- CNBC’s Jim Cramer on Monday discussed how a market rally can be sustainable, with investors paying up for stocks with tangible earnings success.
- “This market needs some new heroes to go higher — at least one, ideally more. Otherwise, we’re going to lapse into that pure multiple expansion thing, which makes the market get more risky than I’d like,” he said.
CNBC’s Jim Cramer on Monday opined on what is necessary to create a sustainable market rally, saying that the market needs companies with tangible reasons for gains.

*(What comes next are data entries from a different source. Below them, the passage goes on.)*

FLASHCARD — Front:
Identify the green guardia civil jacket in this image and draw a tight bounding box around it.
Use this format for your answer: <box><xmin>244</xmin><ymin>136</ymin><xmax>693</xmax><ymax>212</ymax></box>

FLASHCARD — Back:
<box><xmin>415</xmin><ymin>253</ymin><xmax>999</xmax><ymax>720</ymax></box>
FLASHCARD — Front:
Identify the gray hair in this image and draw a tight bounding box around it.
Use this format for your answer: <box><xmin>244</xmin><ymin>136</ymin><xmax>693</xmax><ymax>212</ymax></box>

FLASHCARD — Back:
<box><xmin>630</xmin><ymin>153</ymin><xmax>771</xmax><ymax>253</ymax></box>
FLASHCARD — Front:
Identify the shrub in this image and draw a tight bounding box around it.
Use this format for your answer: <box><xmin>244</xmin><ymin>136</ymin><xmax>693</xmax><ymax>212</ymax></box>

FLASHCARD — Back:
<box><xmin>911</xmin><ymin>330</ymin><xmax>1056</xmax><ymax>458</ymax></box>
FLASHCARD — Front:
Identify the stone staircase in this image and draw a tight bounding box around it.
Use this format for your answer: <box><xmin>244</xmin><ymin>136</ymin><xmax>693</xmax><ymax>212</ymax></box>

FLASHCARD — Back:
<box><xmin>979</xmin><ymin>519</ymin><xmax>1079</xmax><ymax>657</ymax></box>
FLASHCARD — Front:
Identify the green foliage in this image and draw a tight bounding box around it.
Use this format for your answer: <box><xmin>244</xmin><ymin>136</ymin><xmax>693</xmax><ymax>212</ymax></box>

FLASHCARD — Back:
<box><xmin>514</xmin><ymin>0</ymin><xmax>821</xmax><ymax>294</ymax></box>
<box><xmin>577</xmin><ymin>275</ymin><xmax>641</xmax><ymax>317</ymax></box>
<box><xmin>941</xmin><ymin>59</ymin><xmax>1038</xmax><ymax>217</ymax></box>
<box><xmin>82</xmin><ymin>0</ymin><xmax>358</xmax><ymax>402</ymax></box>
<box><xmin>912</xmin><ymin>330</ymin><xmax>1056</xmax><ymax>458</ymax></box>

“This market needs some new heroes to go higher — at least one, ideally more. Otherwise, we’re going to lapse into that pure multiple expansion thing, which makes the market get more risky than I’d like,” he said. “Doesn’t mean it can’t keep going up, but it does mean the rally from here would be a lot less sustainable, and, yes, a lot more dangerous.”
Cramer first pointed to tech stocks like Nvidia, with the semiconductor company priced much higher than expected this year due to its prominent role in generative artificial intelligence. Cramer said Nvidia’s stock has soared for two reasons: Investors are willing to pay more for the same earnings — known as multiple expansion — and because the company’s earnings turned out better than expected. But to him, the stock is soaring mostly for the latter reason.
“Why should we care? Because, ultimately, we don’t want to pay more and more for the same earnings, right?” Cramer asked. “When that happens, they get more expensive, and they get risky. We want stocks to turn out to be reasonably priced based on higher earnings because that kind of rally is sustainable.”
He then applied the same principle to Microsoft, saying the company’s use of generative AI has also made it popular on Wall Street. He said last year that few investors knew that generative AI would lead to such huge increases in earnings. Cramer added that Microsoft’s gains are based on tangible potential and higher earnings, not just “love” for the company that would lead to fleeting stock success.
“Those are big chunks for the market. They got us to here. If we’re gonna go further, another group will need to turn out to be too cheap,” Cramer said. “There has to be a better earnings story out here that we just do not know yet.”